The supporting cast boasts a selection of other DC Comics characters, from the peacekeeping Green Lantern (Nathan Fillion) -- who is scheduled to reprise the role in upcoming TV series "Lanterns" -- to the mace-wielding Hawkgirl.

Gross noted that July "is the top moviegoing month of the year," leading tracking estimates to forecast a total of more than $100 million for the film's opening weekend in North America.

- 'The story of America' -

DC Studios however must shake off a reputation for producing mediocre films that did not score well with audiences.

The last round of "DC Extended Universe" films included the well-liked "Wonder Woman" (2017) starring Gal Gadot -- but also box office flops like "Shazam! Fury of the Gods" (2023) and the under-performing "Aquaman" sequel with Jason Momoa.

"The success was mixed, and they were spending a lot of money on some of the new spinoff characters who were not working particularly well," Gross said, pointing at 2021's "The Suicide Squad" -- directed by Gunn -- as an example.

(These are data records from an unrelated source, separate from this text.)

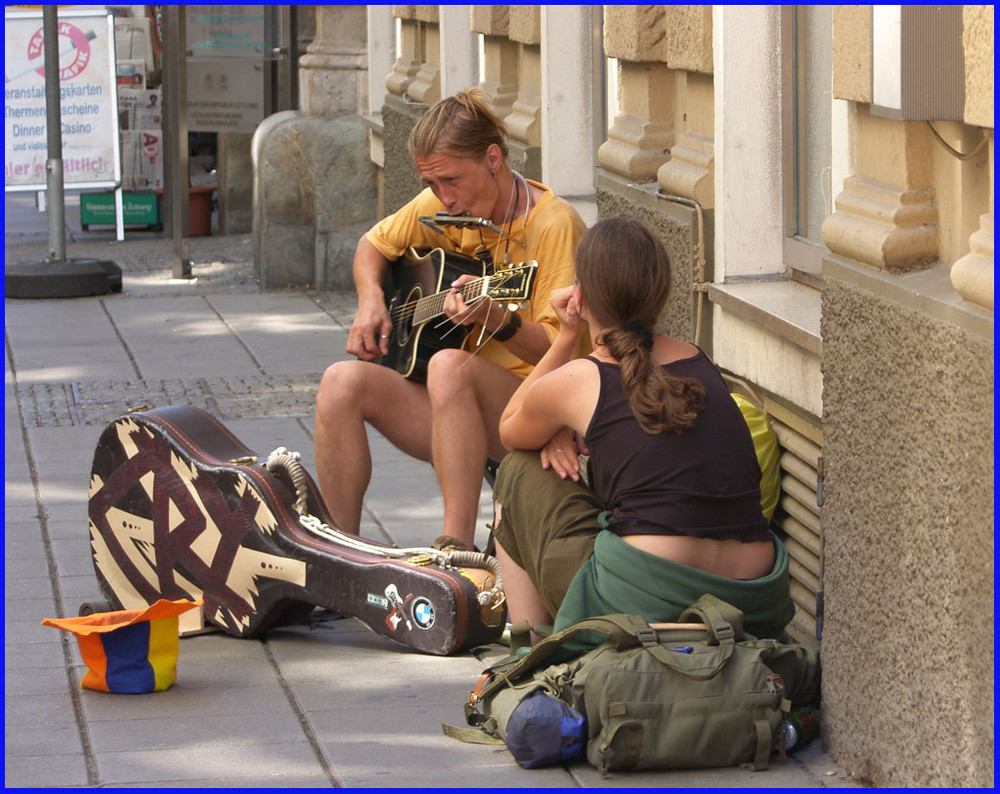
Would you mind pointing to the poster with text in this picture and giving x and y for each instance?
(88, 100)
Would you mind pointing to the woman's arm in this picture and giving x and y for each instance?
(555, 394)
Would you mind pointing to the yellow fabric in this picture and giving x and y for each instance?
(550, 236)
(765, 443)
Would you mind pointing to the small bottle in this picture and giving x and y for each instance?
(800, 727)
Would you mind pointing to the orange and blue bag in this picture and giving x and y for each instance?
(129, 652)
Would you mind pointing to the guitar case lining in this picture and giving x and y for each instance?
(180, 508)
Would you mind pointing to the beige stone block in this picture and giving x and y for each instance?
(499, 86)
(425, 13)
(884, 226)
(691, 170)
(525, 120)
(490, 20)
(526, 24)
(978, 43)
(636, 148)
(426, 85)
(635, 33)
(852, 53)
(404, 72)
(689, 38)
(972, 276)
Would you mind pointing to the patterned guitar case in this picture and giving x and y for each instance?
(180, 508)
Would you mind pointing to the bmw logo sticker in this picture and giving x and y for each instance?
(423, 613)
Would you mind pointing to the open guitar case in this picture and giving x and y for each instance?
(180, 509)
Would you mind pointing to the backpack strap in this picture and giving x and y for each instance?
(722, 620)
(622, 630)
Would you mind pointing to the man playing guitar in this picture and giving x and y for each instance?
(460, 150)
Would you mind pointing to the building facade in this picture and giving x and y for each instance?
(823, 179)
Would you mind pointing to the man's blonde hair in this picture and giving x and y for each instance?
(461, 126)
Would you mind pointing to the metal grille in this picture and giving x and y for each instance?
(798, 517)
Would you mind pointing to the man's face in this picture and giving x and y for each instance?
(463, 185)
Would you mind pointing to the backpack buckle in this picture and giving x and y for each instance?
(723, 630)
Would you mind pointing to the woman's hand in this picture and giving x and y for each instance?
(566, 302)
(561, 453)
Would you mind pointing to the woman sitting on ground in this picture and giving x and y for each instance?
(674, 507)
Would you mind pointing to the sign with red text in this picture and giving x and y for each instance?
(88, 101)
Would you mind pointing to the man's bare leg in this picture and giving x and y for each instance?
(467, 397)
(352, 393)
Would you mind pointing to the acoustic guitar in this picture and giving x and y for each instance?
(416, 290)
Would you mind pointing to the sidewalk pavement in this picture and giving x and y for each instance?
(325, 703)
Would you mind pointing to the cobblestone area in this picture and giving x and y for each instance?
(99, 403)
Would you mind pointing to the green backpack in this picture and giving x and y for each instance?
(697, 693)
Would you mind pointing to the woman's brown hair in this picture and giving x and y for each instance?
(624, 274)
(461, 126)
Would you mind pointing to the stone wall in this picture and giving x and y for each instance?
(908, 526)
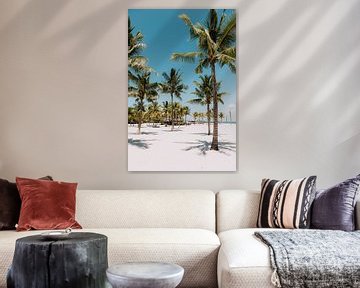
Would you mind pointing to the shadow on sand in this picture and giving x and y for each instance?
(142, 144)
(204, 146)
(144, 133)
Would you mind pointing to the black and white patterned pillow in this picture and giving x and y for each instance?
(286, 204)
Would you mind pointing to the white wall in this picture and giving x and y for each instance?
(63, 92)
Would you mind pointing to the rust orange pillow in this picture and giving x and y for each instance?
(46, 204)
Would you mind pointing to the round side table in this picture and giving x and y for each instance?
(78, 261)
(145, 275)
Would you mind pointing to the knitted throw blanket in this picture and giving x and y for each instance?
(313, 258)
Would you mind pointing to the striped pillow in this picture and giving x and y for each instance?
(286, 204)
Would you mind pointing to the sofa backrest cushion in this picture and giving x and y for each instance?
(236, 209)
(146, 209)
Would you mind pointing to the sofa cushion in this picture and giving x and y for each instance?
(153, 209)
(244, 261)
(286, 204)
(194, 249)
(236, 209)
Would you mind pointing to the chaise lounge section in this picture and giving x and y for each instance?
(244, 260)
(176, 226)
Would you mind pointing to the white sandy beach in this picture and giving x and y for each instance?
(187, 148)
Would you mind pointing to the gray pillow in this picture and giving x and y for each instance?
(334, 208)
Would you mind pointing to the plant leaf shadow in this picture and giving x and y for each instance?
(204, 146)
(142, 144)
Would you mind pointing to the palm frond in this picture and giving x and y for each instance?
(188, 57)
(227, 34)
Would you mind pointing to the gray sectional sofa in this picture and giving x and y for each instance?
(210, 235)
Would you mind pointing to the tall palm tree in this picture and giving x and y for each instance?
(221, 116)
(185, 112)
(166, 111)
(154, 112)
(215, 45)
(195, 116)
(142, 89)
(203, 91)
(136, 62)
(174, 86)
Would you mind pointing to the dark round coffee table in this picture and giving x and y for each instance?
(80, 261)
(145, 275)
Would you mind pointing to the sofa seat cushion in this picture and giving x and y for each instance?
(244, 261)
(194, 249)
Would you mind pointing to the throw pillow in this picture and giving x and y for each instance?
(334, 208)
(286, 204)
(46, 204)
(10, 204)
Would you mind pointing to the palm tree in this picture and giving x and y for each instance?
(173, 85)
(203, 91)
(176, 109)
(221, 116)
(195, 116)
(142, 90)
(166, 111)
(216, 45)
(154, 112)
(131, 115)
(136, 62)
(185, 112)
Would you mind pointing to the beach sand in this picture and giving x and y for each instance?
(187, 148)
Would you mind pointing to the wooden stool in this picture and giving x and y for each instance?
(78, 261)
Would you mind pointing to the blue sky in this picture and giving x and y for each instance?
(165, 33)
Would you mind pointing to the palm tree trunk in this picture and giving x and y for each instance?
(215, 141)
(139, 122)
(172, 112)
(208, 117)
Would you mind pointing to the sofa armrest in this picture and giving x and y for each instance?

The last films featuring Superman, starring Henry Cavill and directed by Snyder, were relatively successful for Warner Bros. until "Justice League" -- DC's effort at recreating the "Avengers" vibe -- which lost millions of dollars.

Fans of Snyder have stirred up negative buzz for the new "Superman" movie, voicing hope online that the reboot fails out of a sense of loyalty to the previous films.

The backlash was further widened after right-wing pundits groaned about Superman's specific characterization as an immigrant, lamenting the superhero had become "woke."

Gunn addressed the criticism, telling The Times newspaper that "Superman is the story of America," with the character reflecting those who "came from other places and populated the country."

"I'm telling a story about a guy who is uniquely good, and that feels needed now," he added.

Ultimately, time will soon tell if Corenswet's chiseled looks and Gunn's directorial vision will be the superpowers that DC Studios need -- or prove to be its Kryptonite.